I imagine that whatever sector you’re in, you’re aware of a few people determined to create a cloud of confusion around what they do.
As if not even being able to explain it makes them more rather than less valuable.
There are times when I feel guilty about the impression that the whole social media industry has given to Marketing and PR people from a traditional background.
Seeing people with years of experience say that they “just don’t get” social media doesn’t make me jump for joy and wonder how much of their previous role I can snap up.
It makes me want to sit them down and point out that they were already doing what I’m doing while I was still trying to push toy dinosaurs into electrical sockets.
What am I trying to do?
Firstly, I’m trying to work out who the client’s target market is and what it is that the client actually wants them to do.
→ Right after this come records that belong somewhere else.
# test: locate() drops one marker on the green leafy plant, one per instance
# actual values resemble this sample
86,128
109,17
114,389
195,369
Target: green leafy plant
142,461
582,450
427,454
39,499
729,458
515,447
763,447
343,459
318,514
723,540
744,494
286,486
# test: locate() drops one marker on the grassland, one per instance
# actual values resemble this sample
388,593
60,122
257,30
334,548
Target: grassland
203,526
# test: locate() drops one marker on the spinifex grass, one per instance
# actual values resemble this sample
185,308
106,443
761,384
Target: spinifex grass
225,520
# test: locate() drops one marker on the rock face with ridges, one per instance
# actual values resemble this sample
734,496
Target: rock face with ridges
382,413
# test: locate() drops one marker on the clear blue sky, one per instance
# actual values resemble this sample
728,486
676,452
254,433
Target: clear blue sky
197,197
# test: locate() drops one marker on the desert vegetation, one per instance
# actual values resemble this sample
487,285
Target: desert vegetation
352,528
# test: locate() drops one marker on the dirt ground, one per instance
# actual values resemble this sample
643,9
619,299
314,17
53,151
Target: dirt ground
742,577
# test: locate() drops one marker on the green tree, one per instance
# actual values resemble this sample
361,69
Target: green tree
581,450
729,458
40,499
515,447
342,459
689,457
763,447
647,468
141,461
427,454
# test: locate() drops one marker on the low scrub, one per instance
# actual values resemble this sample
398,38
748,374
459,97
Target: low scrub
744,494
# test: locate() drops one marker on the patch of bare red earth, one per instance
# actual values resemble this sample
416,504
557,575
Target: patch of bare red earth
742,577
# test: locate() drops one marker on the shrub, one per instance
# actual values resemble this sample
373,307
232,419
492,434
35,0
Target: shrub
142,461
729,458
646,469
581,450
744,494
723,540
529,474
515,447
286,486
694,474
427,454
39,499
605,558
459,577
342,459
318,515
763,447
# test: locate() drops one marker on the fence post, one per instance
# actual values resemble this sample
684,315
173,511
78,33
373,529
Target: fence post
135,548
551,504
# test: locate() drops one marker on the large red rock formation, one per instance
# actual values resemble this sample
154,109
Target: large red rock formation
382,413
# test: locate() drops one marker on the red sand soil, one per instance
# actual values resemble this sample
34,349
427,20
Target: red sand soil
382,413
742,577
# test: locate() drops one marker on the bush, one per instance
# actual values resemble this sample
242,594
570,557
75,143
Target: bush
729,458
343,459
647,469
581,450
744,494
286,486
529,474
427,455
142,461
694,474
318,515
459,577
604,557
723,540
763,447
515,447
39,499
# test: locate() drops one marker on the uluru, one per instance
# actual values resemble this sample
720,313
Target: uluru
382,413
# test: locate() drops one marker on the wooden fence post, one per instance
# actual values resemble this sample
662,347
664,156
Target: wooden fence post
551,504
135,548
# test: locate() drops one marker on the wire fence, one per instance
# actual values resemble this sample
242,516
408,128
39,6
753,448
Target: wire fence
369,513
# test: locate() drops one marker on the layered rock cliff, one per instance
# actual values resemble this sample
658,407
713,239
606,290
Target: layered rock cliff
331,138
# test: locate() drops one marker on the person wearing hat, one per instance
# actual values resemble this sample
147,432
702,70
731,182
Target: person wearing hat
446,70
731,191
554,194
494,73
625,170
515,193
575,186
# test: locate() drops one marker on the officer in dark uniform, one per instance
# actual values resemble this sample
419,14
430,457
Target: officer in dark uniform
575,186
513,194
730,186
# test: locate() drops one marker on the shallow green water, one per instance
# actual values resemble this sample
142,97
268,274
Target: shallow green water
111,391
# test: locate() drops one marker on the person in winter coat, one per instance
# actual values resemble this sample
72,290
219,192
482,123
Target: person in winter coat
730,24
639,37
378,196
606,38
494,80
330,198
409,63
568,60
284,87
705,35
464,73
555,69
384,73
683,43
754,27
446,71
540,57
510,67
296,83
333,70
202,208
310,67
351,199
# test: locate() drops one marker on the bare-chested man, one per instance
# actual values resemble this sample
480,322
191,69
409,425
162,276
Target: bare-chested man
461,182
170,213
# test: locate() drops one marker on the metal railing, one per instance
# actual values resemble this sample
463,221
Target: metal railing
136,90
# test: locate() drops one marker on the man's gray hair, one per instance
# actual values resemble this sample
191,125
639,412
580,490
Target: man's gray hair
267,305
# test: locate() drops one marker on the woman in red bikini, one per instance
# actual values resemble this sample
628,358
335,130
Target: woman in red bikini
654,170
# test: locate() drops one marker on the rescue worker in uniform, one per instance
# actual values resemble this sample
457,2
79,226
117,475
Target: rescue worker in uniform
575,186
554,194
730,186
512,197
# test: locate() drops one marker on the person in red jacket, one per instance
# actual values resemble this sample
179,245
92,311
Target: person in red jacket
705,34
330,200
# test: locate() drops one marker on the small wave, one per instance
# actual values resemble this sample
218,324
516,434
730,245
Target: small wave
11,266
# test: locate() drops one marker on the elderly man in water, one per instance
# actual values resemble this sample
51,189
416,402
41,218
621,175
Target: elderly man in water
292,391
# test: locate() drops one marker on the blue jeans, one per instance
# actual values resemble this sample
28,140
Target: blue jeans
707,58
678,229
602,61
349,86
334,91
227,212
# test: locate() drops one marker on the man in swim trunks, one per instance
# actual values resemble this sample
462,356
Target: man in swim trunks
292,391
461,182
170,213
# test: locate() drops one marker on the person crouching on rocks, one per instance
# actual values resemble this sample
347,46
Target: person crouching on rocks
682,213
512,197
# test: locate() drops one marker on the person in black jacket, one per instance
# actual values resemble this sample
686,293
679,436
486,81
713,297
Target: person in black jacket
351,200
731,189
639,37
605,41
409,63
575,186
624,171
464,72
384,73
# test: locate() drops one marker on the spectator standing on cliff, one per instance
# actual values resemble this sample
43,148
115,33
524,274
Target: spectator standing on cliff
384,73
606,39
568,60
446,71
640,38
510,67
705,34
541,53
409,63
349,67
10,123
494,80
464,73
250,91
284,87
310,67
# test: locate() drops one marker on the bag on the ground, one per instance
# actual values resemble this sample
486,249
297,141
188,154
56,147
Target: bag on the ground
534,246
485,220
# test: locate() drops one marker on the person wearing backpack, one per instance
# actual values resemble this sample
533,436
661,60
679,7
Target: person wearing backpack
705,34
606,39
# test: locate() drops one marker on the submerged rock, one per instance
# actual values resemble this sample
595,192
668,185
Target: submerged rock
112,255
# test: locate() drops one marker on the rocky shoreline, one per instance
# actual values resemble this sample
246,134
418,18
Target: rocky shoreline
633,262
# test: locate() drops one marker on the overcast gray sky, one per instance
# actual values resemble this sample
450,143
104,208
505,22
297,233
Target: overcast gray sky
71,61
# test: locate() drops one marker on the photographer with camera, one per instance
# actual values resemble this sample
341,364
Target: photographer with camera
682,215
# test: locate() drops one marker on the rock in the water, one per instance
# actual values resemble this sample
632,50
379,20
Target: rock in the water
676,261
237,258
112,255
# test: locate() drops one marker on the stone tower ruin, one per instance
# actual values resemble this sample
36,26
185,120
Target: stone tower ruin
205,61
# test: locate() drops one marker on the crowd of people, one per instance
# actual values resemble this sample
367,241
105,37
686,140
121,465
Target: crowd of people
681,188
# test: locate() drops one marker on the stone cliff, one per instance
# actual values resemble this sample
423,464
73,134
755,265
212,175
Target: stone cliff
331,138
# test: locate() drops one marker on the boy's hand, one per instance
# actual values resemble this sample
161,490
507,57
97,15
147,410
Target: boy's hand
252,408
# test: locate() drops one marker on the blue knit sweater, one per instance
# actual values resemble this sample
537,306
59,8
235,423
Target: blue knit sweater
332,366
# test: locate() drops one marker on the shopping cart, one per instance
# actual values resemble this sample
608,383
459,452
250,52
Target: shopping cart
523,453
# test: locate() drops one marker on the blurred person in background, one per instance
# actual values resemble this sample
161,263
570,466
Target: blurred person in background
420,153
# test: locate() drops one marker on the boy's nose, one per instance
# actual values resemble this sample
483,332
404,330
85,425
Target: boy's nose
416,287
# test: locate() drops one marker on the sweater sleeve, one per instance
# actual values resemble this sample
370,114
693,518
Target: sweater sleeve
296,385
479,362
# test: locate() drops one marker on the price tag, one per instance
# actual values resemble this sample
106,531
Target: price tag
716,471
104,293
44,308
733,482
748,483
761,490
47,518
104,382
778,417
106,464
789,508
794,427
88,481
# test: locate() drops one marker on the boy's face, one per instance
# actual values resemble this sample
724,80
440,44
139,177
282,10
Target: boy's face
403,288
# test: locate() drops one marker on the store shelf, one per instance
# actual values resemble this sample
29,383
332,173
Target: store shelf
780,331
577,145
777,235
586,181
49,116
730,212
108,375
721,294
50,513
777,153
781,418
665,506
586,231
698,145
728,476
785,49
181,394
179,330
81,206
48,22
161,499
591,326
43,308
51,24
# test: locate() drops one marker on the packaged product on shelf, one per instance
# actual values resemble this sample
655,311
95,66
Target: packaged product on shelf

Something people probably once set out to consider with ink and quill.
Then I need to work out where I can actually reach those people.
Where are they going?
What are they doing?
What are they interested in?
Just like people once had to work out which tavern to put up a poster in, I need to work out where people can actually be reached by what I want to say.
And I need to work out what tone and format of message is most likely to bring about the effect I desire.
Of course, the groundbreaking, amazing, never-happened-before aspect to social media is that it lends itself to conversation.
It’s never happened before… so long as you don’t count salespeople.
The ones that would go to where they knew the right people would be.
And would engage them in discussion.
Striking up a conversation in a friendly but professional tone.
Establishing some rapport.
Getting a sense of what the person they were talking to actually responded to, what they wanted and what they needed.
Not trying to start that conversation in an overtly sales-driven manner because it would only lose trust and actually damage the chances of a sale.
Instead, focusing on making a positive impression that might lead to a transaction there and then, or may lead to one further down the line.
A transaction that, either way, might not have come about without that initial contact being made.
Now tell me – am I describing a traditional salesperson or am I describing a social media community manager?
When I meet people from traditional sales backgrounds who feel like the world has changed and that they’re out of place now, that’s not a myth I want to perpetuate.
Instead, I want to learn from them.
If they’re older than me then they’ve got more experience of life than me.
More experience of human reactions.
More experience of establishing relationships.
More experience of doing what I’m actually meant to be doing.
Here’s something that a lot of people in my line of work don’t want to admit.
Social media is just a group of channels.
Channels come and go.
“But we’ve got YouTube!”
You mean TV/Cinema?
“You can draw things on your face on Snapchat!”
Give a teenage boy from any stage of the last 100 years a pen and a picture of someone’s face – even their own – then await the inevitable.
“But, but… Instagram!”
Now get over your own sense of generational superiority.
There will always be ‘the next big thing’.
The audience/market are the constant.
Humans are the constant.
I work in social media.
I enjoy working in social media.
But my core skill is reaching people.
Before social media, I’d already done that via TV, Radio, newspaper and magazine.
I was once asked in a job interview if I was a fan of tech.
I said that I was if it was something that helped me to reach people.
But that I wasn’t a fan of tech for tech’s sake.
I don’t find “the next big thing” exciting.
Because “the next big thing” only exists in the eye of the person calling it that.
What I find exciting is the “the most useful thing for reaching people”.
But that doesn’t sound quite so sexy, does it?
What some of us don’t want anyone else to know is that our job is very simple.
That it should be simple.
And that we should be encouraged to keep it simple.
I love the work and thinking of Dave Trott, a legendary copywriter who is both hugely talented and experienced, yet always stresses the importance of keeping things simple.
He often quotes the great Bill Bernbach in relation to this.
What’s important are “Simple, timeless, human truths.”
I don’t think any channel will ever supersede those.